And so we do have a very good idea about just how quickly some of these transitions took place.
Wow. So you can do that today. You can go and get ice cores from Greenland and that's almost undisturbed natural resources that can tell you the speed of the changing climate and I guess give you more of a sense, an environmental record of what happened at that time.
It's a great sort of archive, if you like. It's a great benchmark for understanding how climate change in this part of the Northern Hemisphere happened. And because Britain is, you know, really quite close in that part of the North Atlantic, we can actually see the major transitions as we come out of the last glacial maximum.
the rapid warming into the late glacial interstitial, and then some of the subsequent oscillations, the climatic fluctuations that we see, we can actually see that evidenced on land in Britain.
Let's focus first of all on that first great warming period, Danielle. If it is pretty rapid that it happens, how does this affect those animals that had adapted to survive on that far edge of the hospitable world?
So at that time, you would see a retreat of some of the species that had been adapted to very cold conditions.

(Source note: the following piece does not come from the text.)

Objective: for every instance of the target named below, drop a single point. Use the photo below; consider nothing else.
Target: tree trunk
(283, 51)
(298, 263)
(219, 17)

So things like mammoths begin to contract their range back to Siberia. During the late glacial interstitial in Britain, you do get other species that are cold adapted that still hang on. So things like reindeer are still regularly present.
But because of the warming event that we see, we get other types of herbivores in particular coming in. At first, things like horse and then subsequently red deer. We get a real mix of species at that time though. For example, in the cave sites that we're working in in Somerset, we get both species that are today indicative of cold climate conditions. For example, things like collared lemmings.
Those are mixed in with other small mammal species that require more temperate but also some kind of vegetation cover as well. These might be things like wood mice, for example, or common shrews.
These are small mammals that we think are probably able to eke out an existence in some of these very deep limestone gorges, particularly where there are more shrubby habitats or even trees that are growing there.